Der argentinische Film "Gloria" erhielt den Silbernen Bären für die beste Hauptdarstellerin. Außerdem starten der Dokumentarfilm "Wochenendkrieger" über leidenschaftliche Rollenspieler sowie die fantasievolle Satire "Kohlhaas oder die Verhältnismäßigkeit der Mittel."

Von Jörg Albrecht |
    "Also, ich will gar nicht lange drum rum reden: Die Produzenten sind ausgestiegen, die Förderung ist geplatzt und das Restgeld ist auch weg."

    Ein Albtraum. Ja, der Super-GAU für jeden Filmemacher. Direkt am zweiten Tag der Dreharbeiten ist Schluss. Erwischt hat es hier Jung-Regisseur Lehmann, der in Bayern mit großem Aufwand das Historiendrama "Kohlhaas" inszenieren wollte. Ohne Geld aber kein Film! Doch Crew und Darsteller haben nicht mit Lehmanns Ehrgeiz gerechnet. Der will sich – ganz im Sinne des Autors von Michael Kohlhaas – nicht unterkriegen lassen.

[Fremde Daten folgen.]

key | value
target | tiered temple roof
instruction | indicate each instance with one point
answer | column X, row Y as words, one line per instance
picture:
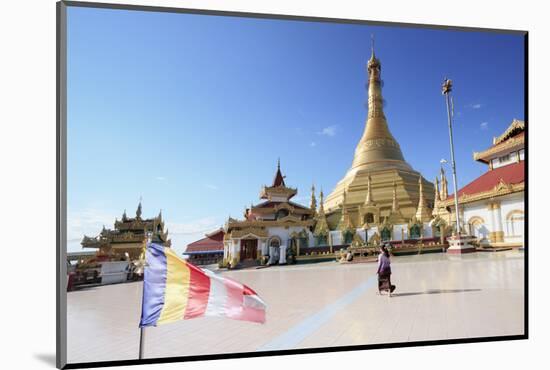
column 129, row 234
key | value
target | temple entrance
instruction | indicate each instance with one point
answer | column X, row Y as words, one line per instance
column 249, row 249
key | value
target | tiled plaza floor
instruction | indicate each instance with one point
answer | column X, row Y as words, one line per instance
column 317, row 305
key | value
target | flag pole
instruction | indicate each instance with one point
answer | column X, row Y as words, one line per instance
column 142, row 328
column 141, row 340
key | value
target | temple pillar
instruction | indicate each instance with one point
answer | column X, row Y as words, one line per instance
column 282, row 254
column 497, row 234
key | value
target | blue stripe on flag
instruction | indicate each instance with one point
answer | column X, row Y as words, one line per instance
column 154, row 284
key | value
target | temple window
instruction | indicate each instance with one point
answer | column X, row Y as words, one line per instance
column 281, row 213
column 514, row 223
column 385, row 234
column 275, row 243
column 369, row 218
column 348, row 237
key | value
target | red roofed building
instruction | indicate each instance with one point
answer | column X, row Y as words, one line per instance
column 492, row 206
column 208, row 250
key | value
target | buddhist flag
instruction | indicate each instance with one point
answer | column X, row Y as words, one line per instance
column 174, row 289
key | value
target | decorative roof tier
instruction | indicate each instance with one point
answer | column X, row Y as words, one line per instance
column 513, row 138
column 377, row 159
column 506, row 179
column 211, row 242
column 129, row 233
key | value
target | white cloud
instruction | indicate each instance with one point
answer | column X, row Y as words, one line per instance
column 201, row 226
column 328, row 131
column 183, row 233
column 88, row 221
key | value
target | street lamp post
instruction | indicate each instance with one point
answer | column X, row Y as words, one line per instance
column 458, row 244
column 447, row 88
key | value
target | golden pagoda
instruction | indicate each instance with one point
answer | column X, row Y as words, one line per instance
column 378, row 170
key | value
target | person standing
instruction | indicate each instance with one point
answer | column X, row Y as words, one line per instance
column 384, row 271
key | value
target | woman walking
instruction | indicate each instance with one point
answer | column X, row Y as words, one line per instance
column 384, row 271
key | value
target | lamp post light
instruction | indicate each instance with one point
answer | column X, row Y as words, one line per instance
column 458, row 244
column 447, row 88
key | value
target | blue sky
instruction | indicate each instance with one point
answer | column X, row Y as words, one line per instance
column 191, row 112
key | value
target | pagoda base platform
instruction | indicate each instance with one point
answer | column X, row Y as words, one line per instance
column 460, row 245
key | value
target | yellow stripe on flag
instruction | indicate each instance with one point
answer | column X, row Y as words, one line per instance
column 176, row 293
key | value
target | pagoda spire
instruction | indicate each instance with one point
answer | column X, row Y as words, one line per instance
column 437, row 197
column 279, row 179
column 138, row 210
column 444, row 192
column 377, row 143
column 321, row 207
column 321, row 225
column 313, row 202
column 368, row 200
column 395, row 203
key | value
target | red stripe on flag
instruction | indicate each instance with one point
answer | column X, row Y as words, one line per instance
column 235, row 298
column 199, row 290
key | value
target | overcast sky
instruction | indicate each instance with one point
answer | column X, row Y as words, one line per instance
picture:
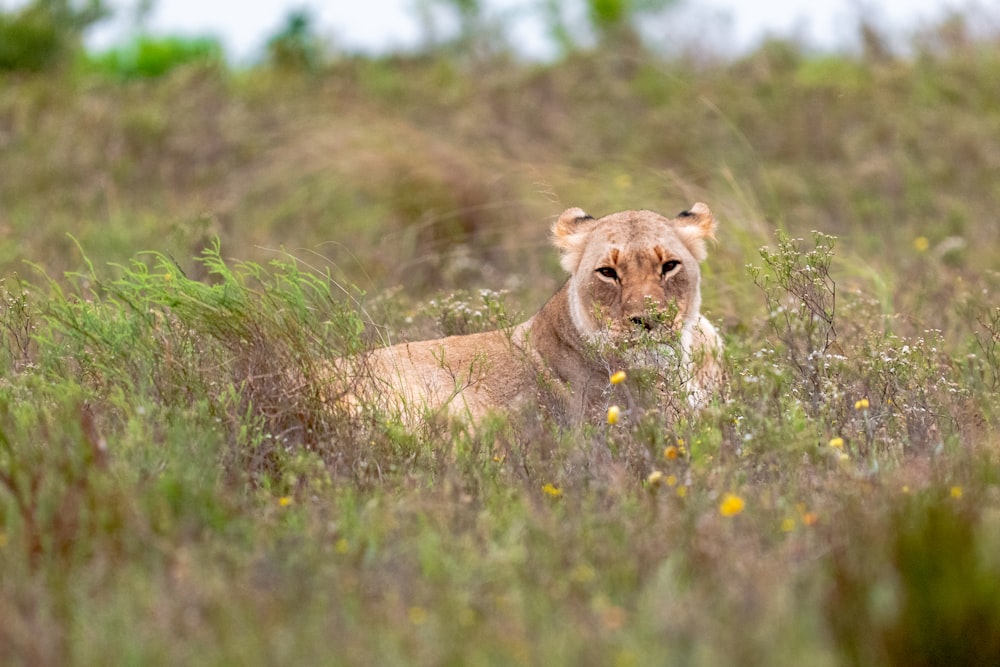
column 377, row 25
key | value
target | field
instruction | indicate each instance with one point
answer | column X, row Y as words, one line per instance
column 183, row 255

    "Kleist hat gesagt: Ein freier, denkender Mensch bleibt da nicht stehen, wo das Schicksal ihn hinstößt. – Wow!"

    Konkret heißt das eine abgespeckte Version der Literaturverfilmung. Ohne Kulissen. Ohne Kostüme. Dafür aber mit Fantasie. Unglaublich viel Fantasie ist gefragt – zuerst bei den Darstellern, später ganz sicher auch beim Publikum. So kommt Kohlhaas jetzt auf einem Ochsen statt auf einem Pferd angeritten und kämpft mit imaginären Waffen.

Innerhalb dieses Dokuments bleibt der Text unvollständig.